Young Souls puts players into the roles of Jenn and Tristan, a pair of orphaned twins typically seen as outcasts in their town. The two are taken in by the Professor, a relatively secretive individual whom Jenn and Tristan even contemplated calling “dad”. After a series of events that render the Professor missing, Jenn and Tristan discover a whole other world filled with dungeons, goblins, magic, and more connected with their own reality.
Overall, the narrative of the game is quite strong. In the beginning, I felt that Jenn and Tristan were designed in a way that was a bit too edgy just to be edgy, but the characters definitely grew on me and were much more than that. At the outset, Young Souls felt like a mixture of a Cartoon Network IP and the Trollhunters series, in terms of both narrative and feel. I also appreciated meeting and understanding the many characters in the game, including the enemies. Overall, the writing was strong, and no single character felt inconsequential.
As mentioned before, Young Souls is a 2D brawler with action-RPG elements. This means that there are essentially two primary portions to the gameplay loop. The first revolves around Jenn and Tristan within their town. Aside from advancing the story through completing quests and objectives, players are able to improve their gear, stats (via leveling up), and interact with various NPCs.

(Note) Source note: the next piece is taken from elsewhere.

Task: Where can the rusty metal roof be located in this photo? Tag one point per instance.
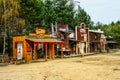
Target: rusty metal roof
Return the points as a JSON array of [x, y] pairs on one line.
[[44, 40]]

Meanwhile, the brawler portion of Young Souls takes place within dungeons. These are also pretty straightforward as players fight through a variety of levels and goblins en route to finding the Professor. Players will also find an abundance of loot with which to improve their characters, ranging from common equipment to more unique and interesting ones. Character building, as always, is a good time, and I found myself building Jenn and Tristan differently to suit different situations. In cooperative play, I can see these strategies differing according to playstyle as well.
While the game features cooperative play, my experience with Young Souls was limited to the single-player portion. When playing alone, players may tag in and out between Jenn and Tristan. It would have been nice to have an AI control the other twin when playing solo, but it works alright nevertheless.
Although more video game experiences are trending towards it, it was still great to see Young Souls incorporate various accessibility options within the gameplay. With it, players are able to adjust the game’s difficulty as they see fit. While these options are not necessary for everyone, it is still great to see this for anyone who requires them.
Look Good, Feel Good
Young Souls’ audio and visual components play a big role in the game’s overall feel and atmosphere. The aesthetic of the game features a bit of that Cartoon Network-style look, with a muted color palette and unique character designs. Although the audio portion of the game isn’t as noticeable as the visuals, the soundtrack does suit the game well. Perhaps my favorite part of Young Soul’s audio is the sound effects, which in conjunction with the weapon’s feedback, helps with the game’s engagement.
Overall, Young Souls feels like a more mature cartoon in video game form, in a good way. It features two strong gameplay loops with satisfying elements and feedback. While there were some gameplay decisions that I wish were different, Young Souls is a solid package. Also as a note, it ran smoothly via Stadia, which was actually my first experience with the platform. All in all, Young Souls is a video game experience that is more than it first appears, and should not be overlooked.